Born in the city of Jerusalem, Said said when he turned 12-years-old, “Palestine, as I knew it, was destroyed and most of the people in it evicted.” The state of Israel was then created for Jews as a homeland in the aftermath of World War II and the Holocaust.
He took the audience through the past 80 years of Middle East history — a history, he said, the media has not told.
Now one of the most prominent Palestinian activists in America, Said is an outspoken critic of Israeli policies towards Palestinians, the United States’ Middle East policies and of Palestinian leader Yasser Arafat. The Princeton University and Harvard University graduate is also an author, distinguished humanities professor, opera critic, media analyst and essayist.
When the state of Israel formed, Palestinians became second-class citizens in their homeland, Said explained.
“Israel as only for Jews,” he said, cannot work. Jews are seen as the classic victims of history, and allowed Israel as their homeland, Said noted. But Israel’s displacement of Palestinians and control of borders, security, air and water rights makes Palestinians, “the victims of the victims and the refugees of the refugees,” he said.

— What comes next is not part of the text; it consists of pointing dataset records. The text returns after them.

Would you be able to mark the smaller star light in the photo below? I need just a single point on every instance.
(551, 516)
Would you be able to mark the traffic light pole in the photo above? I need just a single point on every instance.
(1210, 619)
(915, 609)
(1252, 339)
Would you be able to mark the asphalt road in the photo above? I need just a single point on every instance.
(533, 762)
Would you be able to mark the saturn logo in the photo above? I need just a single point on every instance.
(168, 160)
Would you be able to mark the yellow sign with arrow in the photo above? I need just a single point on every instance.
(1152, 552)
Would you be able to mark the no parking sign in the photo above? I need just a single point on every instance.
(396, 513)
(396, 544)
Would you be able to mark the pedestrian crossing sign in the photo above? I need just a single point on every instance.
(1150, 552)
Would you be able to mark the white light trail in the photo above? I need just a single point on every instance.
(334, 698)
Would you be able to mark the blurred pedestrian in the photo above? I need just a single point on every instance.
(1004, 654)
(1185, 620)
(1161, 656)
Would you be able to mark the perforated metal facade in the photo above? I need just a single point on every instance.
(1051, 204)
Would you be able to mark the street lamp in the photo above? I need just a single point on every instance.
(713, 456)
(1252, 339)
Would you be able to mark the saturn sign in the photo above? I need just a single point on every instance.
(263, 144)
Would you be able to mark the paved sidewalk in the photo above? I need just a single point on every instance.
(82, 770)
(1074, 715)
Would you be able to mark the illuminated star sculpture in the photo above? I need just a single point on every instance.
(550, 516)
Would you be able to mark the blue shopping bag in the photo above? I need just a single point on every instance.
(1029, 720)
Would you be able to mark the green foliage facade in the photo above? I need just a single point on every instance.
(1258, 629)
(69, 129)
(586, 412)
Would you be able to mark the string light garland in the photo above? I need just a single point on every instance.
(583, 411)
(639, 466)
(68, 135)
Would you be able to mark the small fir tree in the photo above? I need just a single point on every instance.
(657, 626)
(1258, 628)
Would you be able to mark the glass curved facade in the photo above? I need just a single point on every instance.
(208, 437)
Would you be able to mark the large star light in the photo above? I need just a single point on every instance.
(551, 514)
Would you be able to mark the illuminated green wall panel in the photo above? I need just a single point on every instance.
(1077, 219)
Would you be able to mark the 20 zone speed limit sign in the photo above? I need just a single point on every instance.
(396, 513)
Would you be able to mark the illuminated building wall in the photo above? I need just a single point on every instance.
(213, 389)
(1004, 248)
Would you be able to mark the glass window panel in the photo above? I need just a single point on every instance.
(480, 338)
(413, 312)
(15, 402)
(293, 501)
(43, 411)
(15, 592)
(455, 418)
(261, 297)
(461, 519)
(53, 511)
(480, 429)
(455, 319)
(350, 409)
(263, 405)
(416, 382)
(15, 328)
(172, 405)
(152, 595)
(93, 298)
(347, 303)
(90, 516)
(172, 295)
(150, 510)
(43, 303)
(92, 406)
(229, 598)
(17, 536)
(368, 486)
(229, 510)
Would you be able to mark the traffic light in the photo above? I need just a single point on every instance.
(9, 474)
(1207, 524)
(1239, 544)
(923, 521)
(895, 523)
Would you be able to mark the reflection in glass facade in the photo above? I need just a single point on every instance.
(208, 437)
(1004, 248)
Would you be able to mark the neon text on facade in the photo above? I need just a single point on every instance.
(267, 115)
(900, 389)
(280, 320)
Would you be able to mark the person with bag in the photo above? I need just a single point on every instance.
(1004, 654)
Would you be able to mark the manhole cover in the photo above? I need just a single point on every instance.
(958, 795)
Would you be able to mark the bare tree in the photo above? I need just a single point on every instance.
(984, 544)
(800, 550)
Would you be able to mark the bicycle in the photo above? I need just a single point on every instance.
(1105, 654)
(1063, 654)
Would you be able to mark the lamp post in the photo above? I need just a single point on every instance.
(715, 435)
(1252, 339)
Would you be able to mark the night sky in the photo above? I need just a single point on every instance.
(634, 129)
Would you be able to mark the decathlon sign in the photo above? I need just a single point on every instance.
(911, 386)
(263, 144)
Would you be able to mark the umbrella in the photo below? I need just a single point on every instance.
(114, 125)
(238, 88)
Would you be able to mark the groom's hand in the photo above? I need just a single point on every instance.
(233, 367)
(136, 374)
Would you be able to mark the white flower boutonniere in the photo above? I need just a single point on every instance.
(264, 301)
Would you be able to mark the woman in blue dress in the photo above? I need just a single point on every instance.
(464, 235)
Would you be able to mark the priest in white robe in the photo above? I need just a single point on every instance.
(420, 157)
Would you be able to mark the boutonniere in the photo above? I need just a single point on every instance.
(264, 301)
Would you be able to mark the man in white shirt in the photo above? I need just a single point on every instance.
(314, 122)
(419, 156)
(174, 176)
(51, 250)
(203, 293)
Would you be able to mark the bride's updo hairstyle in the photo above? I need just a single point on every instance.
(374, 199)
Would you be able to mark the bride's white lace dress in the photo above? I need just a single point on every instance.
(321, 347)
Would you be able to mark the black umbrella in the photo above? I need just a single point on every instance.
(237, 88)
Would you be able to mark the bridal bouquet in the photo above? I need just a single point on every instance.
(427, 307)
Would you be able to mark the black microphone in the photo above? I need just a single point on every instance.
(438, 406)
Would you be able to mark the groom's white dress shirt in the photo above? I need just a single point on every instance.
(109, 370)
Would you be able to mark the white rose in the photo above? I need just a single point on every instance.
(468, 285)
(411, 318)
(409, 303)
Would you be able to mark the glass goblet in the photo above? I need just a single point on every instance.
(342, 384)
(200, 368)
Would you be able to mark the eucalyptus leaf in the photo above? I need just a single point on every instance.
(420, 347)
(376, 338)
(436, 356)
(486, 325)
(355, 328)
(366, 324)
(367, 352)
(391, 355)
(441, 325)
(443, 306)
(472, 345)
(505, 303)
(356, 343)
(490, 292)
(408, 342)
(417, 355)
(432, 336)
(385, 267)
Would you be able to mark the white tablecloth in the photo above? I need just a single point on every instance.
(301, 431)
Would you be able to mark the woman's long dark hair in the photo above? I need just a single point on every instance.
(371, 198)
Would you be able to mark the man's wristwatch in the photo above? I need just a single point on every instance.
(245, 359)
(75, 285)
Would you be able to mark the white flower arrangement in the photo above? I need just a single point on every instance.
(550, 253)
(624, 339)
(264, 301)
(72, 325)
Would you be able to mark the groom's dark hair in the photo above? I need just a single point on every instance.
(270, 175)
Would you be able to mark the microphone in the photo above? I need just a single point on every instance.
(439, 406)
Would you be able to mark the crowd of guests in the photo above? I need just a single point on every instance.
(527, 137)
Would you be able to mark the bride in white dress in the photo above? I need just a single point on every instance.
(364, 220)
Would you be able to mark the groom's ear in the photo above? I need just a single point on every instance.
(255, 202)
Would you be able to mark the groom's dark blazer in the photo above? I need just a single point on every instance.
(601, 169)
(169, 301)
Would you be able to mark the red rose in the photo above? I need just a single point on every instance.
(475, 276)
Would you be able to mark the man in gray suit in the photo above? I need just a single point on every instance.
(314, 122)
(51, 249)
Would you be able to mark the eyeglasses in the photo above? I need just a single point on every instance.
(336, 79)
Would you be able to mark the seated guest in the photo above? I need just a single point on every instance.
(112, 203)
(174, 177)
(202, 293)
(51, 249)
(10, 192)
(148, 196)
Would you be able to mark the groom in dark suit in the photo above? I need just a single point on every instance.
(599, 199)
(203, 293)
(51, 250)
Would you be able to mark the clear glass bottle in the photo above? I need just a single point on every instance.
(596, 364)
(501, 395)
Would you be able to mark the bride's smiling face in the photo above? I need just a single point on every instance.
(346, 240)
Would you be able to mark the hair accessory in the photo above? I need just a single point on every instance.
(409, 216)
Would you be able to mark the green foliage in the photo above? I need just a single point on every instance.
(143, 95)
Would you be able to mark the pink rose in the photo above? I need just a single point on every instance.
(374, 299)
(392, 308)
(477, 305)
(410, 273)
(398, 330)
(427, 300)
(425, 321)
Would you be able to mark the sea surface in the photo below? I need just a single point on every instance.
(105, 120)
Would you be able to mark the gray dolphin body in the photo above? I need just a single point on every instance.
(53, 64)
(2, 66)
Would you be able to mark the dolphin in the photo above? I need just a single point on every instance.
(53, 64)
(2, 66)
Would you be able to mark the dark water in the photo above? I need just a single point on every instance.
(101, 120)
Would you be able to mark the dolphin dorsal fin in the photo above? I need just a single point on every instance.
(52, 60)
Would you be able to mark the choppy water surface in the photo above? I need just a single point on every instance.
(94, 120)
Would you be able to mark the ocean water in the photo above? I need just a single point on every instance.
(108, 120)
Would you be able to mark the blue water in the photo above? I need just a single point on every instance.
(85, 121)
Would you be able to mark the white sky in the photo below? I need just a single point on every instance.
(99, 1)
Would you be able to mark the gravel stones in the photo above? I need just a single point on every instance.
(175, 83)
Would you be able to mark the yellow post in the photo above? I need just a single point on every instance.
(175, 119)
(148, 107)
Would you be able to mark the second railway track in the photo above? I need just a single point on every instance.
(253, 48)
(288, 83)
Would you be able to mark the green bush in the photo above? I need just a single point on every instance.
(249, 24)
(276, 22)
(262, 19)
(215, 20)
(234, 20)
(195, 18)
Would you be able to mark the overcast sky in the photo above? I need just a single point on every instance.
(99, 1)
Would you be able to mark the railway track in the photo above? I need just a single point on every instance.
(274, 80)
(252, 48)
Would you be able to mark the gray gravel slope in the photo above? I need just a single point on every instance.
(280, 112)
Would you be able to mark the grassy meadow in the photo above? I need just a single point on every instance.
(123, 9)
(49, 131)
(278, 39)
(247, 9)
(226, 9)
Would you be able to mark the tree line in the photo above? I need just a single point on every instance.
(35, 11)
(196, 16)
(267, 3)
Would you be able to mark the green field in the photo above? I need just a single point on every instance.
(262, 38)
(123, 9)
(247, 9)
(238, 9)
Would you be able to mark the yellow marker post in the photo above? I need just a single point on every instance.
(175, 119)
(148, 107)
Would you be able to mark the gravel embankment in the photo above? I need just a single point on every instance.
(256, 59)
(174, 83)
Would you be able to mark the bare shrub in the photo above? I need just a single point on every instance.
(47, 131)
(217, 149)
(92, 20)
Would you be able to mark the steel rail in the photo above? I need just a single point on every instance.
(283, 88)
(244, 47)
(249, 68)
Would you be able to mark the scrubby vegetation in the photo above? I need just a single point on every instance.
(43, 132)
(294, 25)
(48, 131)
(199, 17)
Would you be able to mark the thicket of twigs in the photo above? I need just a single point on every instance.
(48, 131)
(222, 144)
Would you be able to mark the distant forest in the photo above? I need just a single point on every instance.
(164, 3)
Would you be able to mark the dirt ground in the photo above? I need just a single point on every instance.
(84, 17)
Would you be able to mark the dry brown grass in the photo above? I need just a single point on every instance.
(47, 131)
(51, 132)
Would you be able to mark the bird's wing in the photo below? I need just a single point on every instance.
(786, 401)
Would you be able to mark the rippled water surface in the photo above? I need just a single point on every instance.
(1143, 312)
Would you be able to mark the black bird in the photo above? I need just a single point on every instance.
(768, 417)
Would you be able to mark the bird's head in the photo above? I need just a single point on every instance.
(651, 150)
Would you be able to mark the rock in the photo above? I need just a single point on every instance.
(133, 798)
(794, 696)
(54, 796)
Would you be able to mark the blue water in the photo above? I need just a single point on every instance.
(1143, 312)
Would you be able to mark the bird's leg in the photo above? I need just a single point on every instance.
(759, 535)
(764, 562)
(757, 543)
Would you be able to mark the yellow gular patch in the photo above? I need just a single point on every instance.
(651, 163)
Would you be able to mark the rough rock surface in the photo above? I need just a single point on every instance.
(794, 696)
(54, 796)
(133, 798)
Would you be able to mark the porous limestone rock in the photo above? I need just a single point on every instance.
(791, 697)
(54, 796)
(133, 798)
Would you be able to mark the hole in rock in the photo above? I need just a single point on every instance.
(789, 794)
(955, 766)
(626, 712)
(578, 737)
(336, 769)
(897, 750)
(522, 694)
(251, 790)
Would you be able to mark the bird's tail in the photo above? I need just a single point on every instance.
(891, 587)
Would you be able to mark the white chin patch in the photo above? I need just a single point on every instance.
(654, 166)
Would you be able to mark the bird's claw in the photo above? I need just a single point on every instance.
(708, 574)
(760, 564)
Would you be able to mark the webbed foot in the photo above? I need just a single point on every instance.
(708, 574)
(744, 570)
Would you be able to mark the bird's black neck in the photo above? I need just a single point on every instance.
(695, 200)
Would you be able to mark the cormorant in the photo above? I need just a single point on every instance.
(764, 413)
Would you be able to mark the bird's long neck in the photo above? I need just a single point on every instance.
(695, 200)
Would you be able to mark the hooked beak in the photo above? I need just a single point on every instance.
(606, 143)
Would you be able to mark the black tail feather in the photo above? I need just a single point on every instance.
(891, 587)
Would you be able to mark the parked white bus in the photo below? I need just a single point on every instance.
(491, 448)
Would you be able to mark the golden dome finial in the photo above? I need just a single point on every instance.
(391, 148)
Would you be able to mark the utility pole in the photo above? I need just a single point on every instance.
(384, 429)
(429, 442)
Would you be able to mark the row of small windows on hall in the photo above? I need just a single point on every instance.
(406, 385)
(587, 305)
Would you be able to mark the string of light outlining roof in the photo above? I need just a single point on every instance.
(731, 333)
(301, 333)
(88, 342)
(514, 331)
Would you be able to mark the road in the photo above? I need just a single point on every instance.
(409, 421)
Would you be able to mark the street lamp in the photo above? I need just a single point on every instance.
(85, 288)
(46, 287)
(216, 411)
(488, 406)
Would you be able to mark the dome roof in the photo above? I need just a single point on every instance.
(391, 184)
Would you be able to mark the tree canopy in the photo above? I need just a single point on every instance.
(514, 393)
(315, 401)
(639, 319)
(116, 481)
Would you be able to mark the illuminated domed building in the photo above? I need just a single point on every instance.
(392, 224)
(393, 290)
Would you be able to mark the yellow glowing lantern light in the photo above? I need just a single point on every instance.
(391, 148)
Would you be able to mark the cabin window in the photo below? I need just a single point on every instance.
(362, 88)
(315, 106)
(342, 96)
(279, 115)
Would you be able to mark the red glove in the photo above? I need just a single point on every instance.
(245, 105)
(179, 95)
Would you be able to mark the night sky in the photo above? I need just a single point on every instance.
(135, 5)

Said’s solution is for “Palestine-Israel,” as he called it, to become a state of its citizens, offering political and cultural rights to all of its citizens.
“His main point is that Palestinians and Israelis need to start working together and have a one state system with civic and civil rights,” said Laila Wuollet, a first-year international relations student. “I knew that they’d been tortured. But I didn’t know to what extent.”
Daniel Larimore, a senior English and political science major, agreed that the Israelis and Palestinians need to get along with each other in order to live together, but said that completely ruling out the current peace processes is somewhat of a mistake.
Marisela Bixby, a University law student who studied the Middle Eastern and Latin American issues, said she agreed with “the way that he interpreted the facts.”
The media has misinterpreted Palestinians and portrayed them as terrorists, similar to how those in Cuba and the Sandinistas have been presented, Bixby said. As an intellectual speaking out, Said helps others “figure out who these people are, give them a face — give them a humanity.” We need someone like him, Bixby added.